张哲 , John W. Ives , 王立新 , 王春雪 . 地理信息系统在分析后套木嘎遗址原始牛骨骼空间分布中的应用[J]. 人类学学报, 2026 , 45(01) : 74 -87 . DOI: 10.16359/j.1000-3193/AAS.2025.0111
Since its introduction into archaeological research in 1970s, Geographic Information Systems (GIS) has become a powerful tool for exploring spatial patterns, environmental relationships, and human behaviours. Initially used for spatial distribution analysis and predictive modeling of archaeological sites, GIS applications have since expanded to include sophisticated analyses such as settlement predictions, least-cost path modeling, and viewshed analysis. In China, the use of GIS in archaeology began in the 1990s and has grown steadily, particularly in the areas of regional surveys, settlement pattern studies, and landscape archaeology. However, within the field of zooarchaeology, the utilization of GIS remains scarce, with applications limited to quantitative study such as calculating the value of Minimum Number of Elements (MNE).

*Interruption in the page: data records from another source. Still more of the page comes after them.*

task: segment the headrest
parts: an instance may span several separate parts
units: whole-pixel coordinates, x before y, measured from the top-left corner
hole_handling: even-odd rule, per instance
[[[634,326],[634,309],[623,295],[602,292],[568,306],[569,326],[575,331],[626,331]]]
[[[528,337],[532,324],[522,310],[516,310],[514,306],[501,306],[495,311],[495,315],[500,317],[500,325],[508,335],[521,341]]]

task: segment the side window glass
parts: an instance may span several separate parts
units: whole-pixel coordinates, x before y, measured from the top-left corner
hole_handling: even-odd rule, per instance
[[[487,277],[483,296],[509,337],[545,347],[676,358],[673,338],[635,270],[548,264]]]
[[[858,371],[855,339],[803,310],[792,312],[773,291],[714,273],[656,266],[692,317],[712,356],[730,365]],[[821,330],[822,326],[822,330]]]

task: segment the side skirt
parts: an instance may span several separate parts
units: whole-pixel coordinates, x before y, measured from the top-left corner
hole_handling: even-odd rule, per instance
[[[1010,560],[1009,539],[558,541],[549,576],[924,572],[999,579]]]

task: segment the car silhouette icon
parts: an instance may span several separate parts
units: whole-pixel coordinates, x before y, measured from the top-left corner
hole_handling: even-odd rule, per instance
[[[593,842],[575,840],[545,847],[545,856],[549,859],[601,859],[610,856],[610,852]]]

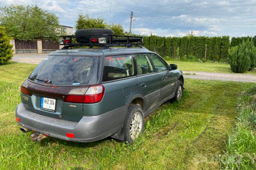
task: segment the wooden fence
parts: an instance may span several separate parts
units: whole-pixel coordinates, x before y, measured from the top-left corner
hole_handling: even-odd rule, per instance
[[[59,50],[60,43],[59,42],[52,42],[47,40],[42,41],[42,48],[43,50]]]
[[[36,50],[37,49],[37,42],[36,40],[32,41],[15,40],[15,48],[18,50]]]

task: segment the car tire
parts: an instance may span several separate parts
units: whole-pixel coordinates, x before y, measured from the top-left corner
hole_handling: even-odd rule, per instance
[[[181,81],[178,80],[177,88],[175,92],[175,95],[173,98],[175,101],[179,102],[182,98],[183,95],[183,84]]]
[[[114,32],[111,30],[108,29],[81,29],[77,30],[75,31],[75,35],[76,36],[75,40],[79,43],[89,43],[90,35],[93,34],[111,34],[113,35]],[[81,35],[81,36],[79,36]],[[112,37],[111,35],[94,35],[92,37],[93,38],[102,37],[107,38],[108,43],[109,43],[110,40]]]
[[[132,143],[143,133],[144,116],[140,106],[131,105],[129,106],[124,122],[124,140]]]

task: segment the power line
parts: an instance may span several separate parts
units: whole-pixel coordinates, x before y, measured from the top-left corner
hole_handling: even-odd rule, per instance
[[[110,22],[110,16],[111,16],[111,5],[112,4],[112,0],[110,1],[110,10],[109,12],[109,19],[108,20],[108,25]]]

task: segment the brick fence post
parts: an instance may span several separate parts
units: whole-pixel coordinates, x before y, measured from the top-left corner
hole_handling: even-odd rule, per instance
[[[37,41],[37,53],[43,53],[42,47],[42,40],[36,40]]]
[[[15,54],[16,52],[15,49],[15,40],[10,40],[10,44],[12,45],[12,53]]]

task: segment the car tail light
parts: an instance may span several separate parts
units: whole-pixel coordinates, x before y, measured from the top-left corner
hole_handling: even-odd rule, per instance
[[[98,41],[98,38],[92,38],[92,43],[97,43]]]
[[[26,88],[25,88],[22,86],[20,87],[20,92],[24,95],[28,95],[30,96],[32,96],[32,93],[29,93],[27,91],[27,89]]]
[[[66,136],[68,137],[72,137],[74,138],[75,137],[75,134],[74,133],[67,133],[66,134]]]
[[[83,96],[69,95],[64,99],[65,102],[92,103],[100,102],[102,100],[105,87],[102,85],[92,86],[88,88]]]
[[[95,103],[101,101],[105,87],[101,85],[92,86],[86,91],[84,98],[84,103]]]

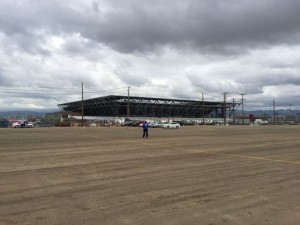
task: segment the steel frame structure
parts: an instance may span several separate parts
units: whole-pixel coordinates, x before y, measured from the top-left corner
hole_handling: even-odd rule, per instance
[[[148,98],[109,95],[83,101],[84,116],[127,117],[223,118],[231,116],[240,103],[194,101],[182,99]],[[82,112],[82,101],[59,104],[60,111]],[[204,113],[204,115],[203,115]]]

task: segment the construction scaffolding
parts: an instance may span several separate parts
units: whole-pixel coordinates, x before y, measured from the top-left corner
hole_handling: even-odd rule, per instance
[[[224,113],[230,117],[239,106],[240,103],[109,95],[59,104],[58,108],[74,113],[83,110],[84,116],[224,118]]]

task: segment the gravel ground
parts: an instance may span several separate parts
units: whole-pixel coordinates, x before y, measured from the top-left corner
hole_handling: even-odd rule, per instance
[[[0,129],[0,224],[299,225],[300,126]]]

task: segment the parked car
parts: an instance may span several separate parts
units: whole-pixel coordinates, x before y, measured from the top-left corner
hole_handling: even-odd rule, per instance
[[[13,128],[33,128],[34,124],[32,122],[27,122],[26,120],[15,122],[11,125]]]
[[[35,123],[36,127],[55,127],[55,124],[50,122],[38,121]]]
[[[162,126],[162,128],[176,128],[176,129],[178,129],[179,127],[180,127],[180,124],[176,123],[176,122],[165,123]]]

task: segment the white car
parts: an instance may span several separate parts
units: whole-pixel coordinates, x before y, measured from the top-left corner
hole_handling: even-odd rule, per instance
[[[178,129],[179,127],[180,124],[176,122],[164,123],[162,126],[162,128],[176,128],[176,129]]]
[[[11,125],[13,128],[21,128],[21,127],[28,127],[28,128],[33,128],[34,124],[32,122],[27,122],[27,121],[18,121],[15,122]]]

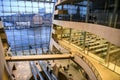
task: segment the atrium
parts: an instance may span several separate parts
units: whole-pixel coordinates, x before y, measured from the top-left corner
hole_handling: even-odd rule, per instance
[[[0,80],[120,80],[119,0],[0,0]]]

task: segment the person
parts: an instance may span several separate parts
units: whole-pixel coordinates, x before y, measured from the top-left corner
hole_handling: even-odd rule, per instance
[[[67,65],[67,69],[69,69],[69,67],[70,67],[70,66],[69,66],[69,64],[68,64],[68,65]]]
[[[52,69],[50,69],[50,75],[52,75],[52,71],[53,71],[53,70],[52,70]]]
[[[32,49],[32,46],[31,46],[31,45],[29,45],[29,48],[30,48],[30,49]]]
[[[49,70],[49,67],[47,66],[47,71]]]

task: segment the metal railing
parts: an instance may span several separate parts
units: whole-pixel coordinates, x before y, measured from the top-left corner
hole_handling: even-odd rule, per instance
[[[65,45],[62,45],[64,47],[66,47]],[[71,50],[70,48],[66,47],[67,50]],[[75,52],[74,52],[75,53]],[[87,65],[90,67],[90,69],[93,71],[93,73],[95,74],[97,80],[102,80],[102,77],[100,76],[99,72],[97,71],[97,69],[94,67],[94,65],[86,58],[86,57],[83,57],[82,54],[80,54],[79,52],[76,52],[75,54],[76,56],[79,56],[80,58],[82,58],[82,60],[87,63]]]

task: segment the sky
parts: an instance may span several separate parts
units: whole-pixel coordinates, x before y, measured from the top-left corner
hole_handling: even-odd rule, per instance
[[[50,13],[53,11],[53,4],[54,3],[0,0],[0,16],[15,13],[38,13],[38,10],[42,8],[45,8],[46,13]]]

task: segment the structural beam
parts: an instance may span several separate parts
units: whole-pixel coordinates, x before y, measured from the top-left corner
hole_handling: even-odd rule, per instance
[[[33,60],[55,60],[72,59],[71,54],[46,54],[46,55],[26,55],[26,56],[6,56],[6,61],[33,61]]]

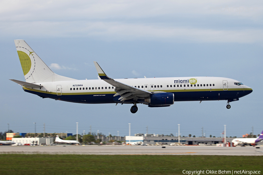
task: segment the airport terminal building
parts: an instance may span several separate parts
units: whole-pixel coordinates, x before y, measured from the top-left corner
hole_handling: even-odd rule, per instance
[[[132,145],[138,143],[141,143],[151,145],[162,144],[169,145],[174,143],[186,145],[199,144],[214,145],[224,143],[224,138],[222,137],[189,137],[178,136],[164,136],[162,134],[138,134],[134,136],[126,136],[126,144]],[[227,138],[227,142],[231,142],[232,140],[236,138]],[[258,145],[263,144],[262,142],[257,143]]]

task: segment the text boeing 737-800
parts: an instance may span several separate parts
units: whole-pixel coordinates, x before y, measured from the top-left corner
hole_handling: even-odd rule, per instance
[[[53,72],[23,40],[15,40],[26,82],[11,80],[25,92],[42,98],[87,104],[133,104],[149,107],[170,106],[174,102],[227,100],[251,93],[252,89],[238,81],[222,77],[185,77],[113,79],[94,62],[98,80],[79,80]]]

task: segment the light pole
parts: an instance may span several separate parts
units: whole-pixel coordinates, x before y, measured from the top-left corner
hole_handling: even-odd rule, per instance
[[[37,124],[37,123],[33,123],[35,124],[35,137],[37,137],[37,130],[36,127],[36,124]]]
[[[109,132],[109,142],[110,142],[110,133]]]
[[[178,124],[178,142],[180,144],[180,124]]]
[[[131,142],[131,124],[128,123],[129,124],[129,144]]]
[[[118,135],[117,135],[118,136],[118,137],[117,138],[117,140],[119,141],[120,140],[120,139],[119,138],[119,131],[117,131],[117,132],[118,133]]]
[[[224,144],[225,144],[226,143],[226,125],[224,125],[224,126],[225,126],[225,132],[224,132],[224,134],[225,135],[224,136]]]
[[[78,141],[78,136],[79,136],[79,133],[78,132],[78,124],[79,124],[79,123],[78,122],[76,122],[76,123],[77,123],[77,136],[76,137],[76,141]]]

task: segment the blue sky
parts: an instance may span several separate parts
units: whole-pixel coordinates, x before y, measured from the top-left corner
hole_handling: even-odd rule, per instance
[[[263,85],[263,3],[246,1],[2,1],[0,3],[0,132],[108,135],[146,132],[220,136],[259,134]],[[13,40],[24,40],[59,75],[96,79],[93,61],[113,78],[188,76],[233,78],[253,92],[225,101],[168,107],[85,104],[42,99],[9,80],[24,80]]]

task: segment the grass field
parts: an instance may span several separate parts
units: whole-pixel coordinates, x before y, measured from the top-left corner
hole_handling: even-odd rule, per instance
[[[184,170],[205,170],[205,174],[210,174],[205,173],[207,170],[261,171],[263,174],[262,159],[260,156],[1,154],[0,174],[186,174]]]

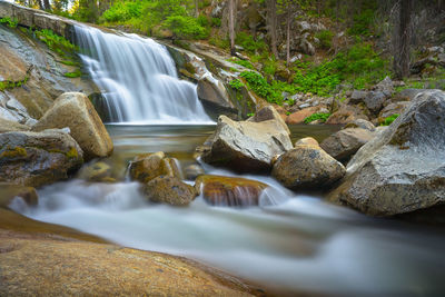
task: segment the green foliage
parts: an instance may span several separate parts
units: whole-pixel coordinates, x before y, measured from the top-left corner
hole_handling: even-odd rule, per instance
[[[0,91],[10,90],[10,89],[13,89],[13,88],[21,87],[22,85],[27,83],[28,79],[29,79],[29,76],[26,76],[24,79],[17,80],[17,81],[13,81],[13,80],[0,81]]]
[[[233,79],[229,81],[229,86],[234,89],[239,91],[243,88],[244,83],[239,79]]]
[[[67,78],[79,78],[82,76],[82,72],[80,70],[76,70],[73,72],[66,72],[63,76]]]
[[[69,42],[65,37],[56,34],[49,29],[36,30],[34,31],[38,39],[43,41],[48,48],[65,56],[66,52],[72,53],[77,50],[77,47]]]
[[[330,113],[314,113],[305,119],[305,123],[309,123],[316,120],[325,122],[330,117]]]
[[[385,119],[382,121],[380,126],[389,126],[389,125],[392,125],[393,121],[395,121],[395,120],[398,118],[398,116],[399,116],[398,113],[394,113],[394,115],[392,115],[392,116],[385,118]]]
[[[299,62],[294,70],[295,90],[319,96],[333,93],[343,81],[363,89],[388,75],[385,60],[366,43],[357,43],[319,66]]]
[[[320,41],[320,47],[324,49],[330,49],[333,46],[333,31],[329,30],[322,30],[315,36]]]
[[[353,26],[347,30],[350,36],[369,37],[373,34],[374,9],[366,9],[360,14],[354,16]]]
[[[261,75],[254,71],[244,71],[240,77],[247,81],[248,87],[259,97],[270,103],[283,103],[280,92],[273,88]]]
[[[16,28],[19,24],[19,20],[17,18],[2,18],[0,23],[6,23],[9,28]]]
[[[211,18],[210,23],[211,23],[211,27],[221,27],[221,19],[220,18]]]
[[[171,16],[166,19],[164,26],[177,38],[182,39],[205,39],[209,34],[209,31],[199,24],[199,19],[192,17]]]
[[[254,66],[251,65],[251,62],[249,62],[249,61],[239,60],[239,59],[236,59],[236,58],[231,58],[228,61],[230,61],[233,63],[237,63],[237,65],[244,66],[244,67],[246,67],[248,69],[251,69],[251,70],[255,69]]]
[[[102,14],[109,22],[122,22],[132,18],[139,18],[142,13],[142,1],[117,1]]]
[[[267,49],[267,46],[264,41],[255,41],[251,34],[243,31],[237,33],[235,42],[241,46],[249,53],[263,52]]]

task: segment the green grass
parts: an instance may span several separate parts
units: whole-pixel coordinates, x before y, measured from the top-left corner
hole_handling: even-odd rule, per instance
[[[380,126],[389,126],[389,125],[392,125],[393,121],[395,121],[395,120],[398,118],[398,116],[399,116],[398,113],[394,113],[394,115],[392,115],[392,116],[385,118],[385,119],[382,121]]]
[[[19,20],[17,18],[1,18],[0,23],[7,24],[9,28],[17,28]]]

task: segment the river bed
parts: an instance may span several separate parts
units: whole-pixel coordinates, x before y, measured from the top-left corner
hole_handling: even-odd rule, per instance
[[[125,168],[141,152],[165,151],[194,162],[197,145],[215,126],[107,127],[111,160]],[[329,126],[291,127],[293,141],[335,131]],[[235,174],[202,165],[207,174]],[[445,237],[432,227],[369,218],[296,194],[267,176],[244,175],[270,187],[259,207],[208,206],[198,197],[187,208],[147,204],[137,182],[58,182],[38,191],[39,205],[16,210],[37,220],[69,226],[110,241],[197,259],[264,286],[295,293],[414,295],[445,291]]]

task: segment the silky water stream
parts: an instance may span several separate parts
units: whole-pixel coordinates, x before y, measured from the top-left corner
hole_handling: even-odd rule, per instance
[[[109,161],[125,167],[140,152],[162,150],[182,166],[215,126],[108,126]],[[293,127],[293,137],[333,132],[327,126]],[[207,174],[230,175],[205,166]],[[426,296],[445,291],[445,237],[441,230],[373,219],[319,197],[286,190],[273,178],[260,205],[189,207],[151,205],[131,181],[58,182],[39,190],[39,205],[16,210],[123,246],[181,255],[228,271],[277,295]]]

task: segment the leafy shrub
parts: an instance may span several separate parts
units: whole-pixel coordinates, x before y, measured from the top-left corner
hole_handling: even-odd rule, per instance
[[[305,123],[309,123],[309,122],[313,122],[316,120],[320,120],[322,122],[325,122],[329,117],[330,117],[330,113],[323,113],[323,112],[314,113],[305,119]]]
[[[315,37],[318,38],[318,40],[320,41],[320,47],[323,49],[330,49],[330,47],[333,46],[334,33],[332,31],[322,30]]]
[[[244,71],[240,77],[247,81],[248,87],[259,97],[266,99],[270,103],[283,103],[280,92],[275,90],[261,75],[254,71]]]
[[[398,113],[394,113],[394,115],[392,115],[392,116],[385,118],[385,119],[382,121],[380,126],[389,126],[389,125],[392,125],[393,121],[395,121],[395,120],[398,118],[398,116],[399,116]]]
[[[229,86],[234,89],[239,91],[239,89],[244,86],[239,79],[233,79],[229,81]]]
[[[165,21],[165,27],[170,29],[177,38],[205,39],[209,32],[192,17],[171,16]]]
[[[211,27],[221,27],[221,19],[220,18],[211,18],[210,23],[211,23]]]
[[[17,18],[2,18],[0,23],[6,23],[9,28],[16,28],[19,24],[19,20]]]
[[[372,26],[374,23],[374,10],[366,9],[360,14],[354,16],[354,23],[347,30],[350,36],[372,36]]]
[[[255,69],[254,66],[251,65],[251,62],[249,62],[249,61],[239,60],[239,59],[236,59],[236,58],[229,59],[229,61],[233,62],[233,63],[237,63],[237,65],[244,66],[244,67],[246,67],[248,69],[251,69],[251,70]]]
[[[255,41],[251,34],[243,31],[236,36],[235,42],[241,46],[249,53],[255,53],[256,51],[264,51],[267,49],[267,46],[264,41]]]

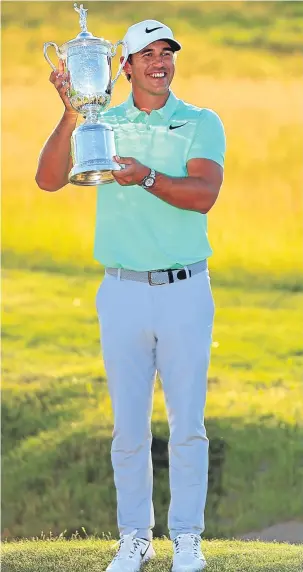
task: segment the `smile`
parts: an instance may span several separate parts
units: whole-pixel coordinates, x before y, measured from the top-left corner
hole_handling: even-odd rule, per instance
[[[150,75],[150,77],[161,78],[161,77],[165,77],[166,73],[165,72],[155,72],[155,73],[151,73],[149,75]]]

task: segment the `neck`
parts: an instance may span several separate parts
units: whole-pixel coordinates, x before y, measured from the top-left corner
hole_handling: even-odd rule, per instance
[[[170,91],[161,95],[153,95],[146,91],[133,89],[134,105],[137,109],[149,114],[153,109],[161,109],[161,107],[164,107],[169,98],[169,94]]]

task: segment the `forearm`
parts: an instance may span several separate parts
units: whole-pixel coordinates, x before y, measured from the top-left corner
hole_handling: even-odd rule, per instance
[[[77,114],[65,111],[40,153],[36,182],[45,191],[58,191],[68,183],[71,135],[76,123]]]
[[[149,192],[170,205],[200,213],[207,213],[217,198],[213,186],[200,177],[176,178],[158,172]]]

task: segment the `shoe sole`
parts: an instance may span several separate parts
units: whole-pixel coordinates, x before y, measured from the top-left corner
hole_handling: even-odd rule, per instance
[[[155,553],[154,550],[153,550],[153,552],[152,552],[150,555],[145,555],[145,556],[143,556],[142,562],[141,562],[140,567],[138,568],[138,571],[137,571],[137,572],[140,572],[142,566],[143,566],[144,564],[146,564],[149,560],[152,560],[153,558],[155,558],[155,556],[156,556],[156,553]],[[107,568],[105,569],[104,572],[108,572]]]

This study applies GIS spatial techniques to 1434 long bones of wild aurochs (Bos primigenius) recovered from the G2 trench and 322 long bones from house features at the Houtaomuga site, Jilin Province. Before recovering the long bones in GIS method, we employed bison bone density data obtained by computed tomography (CT) to assess the relationship between %MAU and mineral density using Spearman’s rank correlation coefficient. Result presents the relationship between the %MAU of long bone portions from the house features is negative and highly significant, suggesting that mineral density contributed little to destructive processes in this context. By contrast, the %MAU values from G2 show a positive, though weak, correlation with bone density. This weak linear correlation indicates that density-related destructive processes were present at G2 but can not provide a primary explanation for its anatomical representation.
Using standardized vector templates derived from extant bison skeletons, ArcGIS Pro was employed to analyze bone survivorship patterns and spatial distribution of thermal alteration marks. The results reveal that bone proximal/distal ends are better preserved than mid-shaft fragments, consistent with patterns typically associated with marrow extraction practices. Scorched burn marks were most frequently located on the mid-shaft regions of bones, suggesting a brief exposure to heat, possibly to facilitate bone breakage. This distribution patterns vary among the different long bone elements, and we attribute this variance to different bone breaking methods, an adjustment to bone morphology, and the condition of bone articulation.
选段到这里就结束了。